Integrated Sensing and Communication System via Dual-Domain Waveform Superposition

Integrated sensing and communication (ISAC) systems are recognized as one of the key ingredients of the sixth generation (6G) network. A challenging topic in ISAC is the design of a single waveform combining both communication and sensing functionalities on the same time-frequency-space resources, allowing tuning the performance of both with partial or full hardware sharing. This paper proposes a dual-domain waveform design approach that superposes onto the frequency-time (FT) domain both the legacy orthogonal frequency division multiplexing (OFDM) signal and a sensing one, purposely designed in the delay-Doppler domain.

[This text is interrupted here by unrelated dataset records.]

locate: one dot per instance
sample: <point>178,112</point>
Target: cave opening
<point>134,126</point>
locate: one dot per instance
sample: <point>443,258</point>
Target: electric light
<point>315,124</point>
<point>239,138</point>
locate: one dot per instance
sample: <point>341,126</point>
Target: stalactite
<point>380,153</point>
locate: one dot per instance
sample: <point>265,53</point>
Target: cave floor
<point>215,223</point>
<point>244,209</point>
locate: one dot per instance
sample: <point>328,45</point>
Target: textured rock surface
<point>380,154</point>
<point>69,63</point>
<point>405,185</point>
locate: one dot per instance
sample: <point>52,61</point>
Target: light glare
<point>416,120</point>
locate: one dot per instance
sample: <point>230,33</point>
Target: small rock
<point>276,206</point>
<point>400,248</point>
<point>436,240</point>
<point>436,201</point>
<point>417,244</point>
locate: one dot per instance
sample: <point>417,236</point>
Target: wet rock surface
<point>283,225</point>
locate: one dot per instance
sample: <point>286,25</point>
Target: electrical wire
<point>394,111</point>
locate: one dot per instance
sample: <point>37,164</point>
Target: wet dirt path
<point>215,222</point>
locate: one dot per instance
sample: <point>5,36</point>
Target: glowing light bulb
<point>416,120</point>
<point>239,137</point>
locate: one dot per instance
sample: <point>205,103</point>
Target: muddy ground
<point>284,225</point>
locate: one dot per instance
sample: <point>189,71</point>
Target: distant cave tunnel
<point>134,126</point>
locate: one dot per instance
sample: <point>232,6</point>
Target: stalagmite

With a proper power downscaling of the sensing signal w.r.t. OFDM, it is possible to exceed regulatory bandwidth limitations proper of legacy multicarrier systems to increase the sensing performance while leaving communication substantially unaffected. Numerical and experimental results prove the effectiveness of the dual-domain waveform, notwithstanding a power abatement of at least 30 dB of the signal used for sensing compared to the one used for communication. The dual-domain ISAC waveform outperforms both OFDM and orthogonal time-frequency-space (OTFS) in terms of Cramér-Rao bound on delay estimation (up to 20 dB), thanks to its superior resolution, with a negligible penalty on the achievable rate.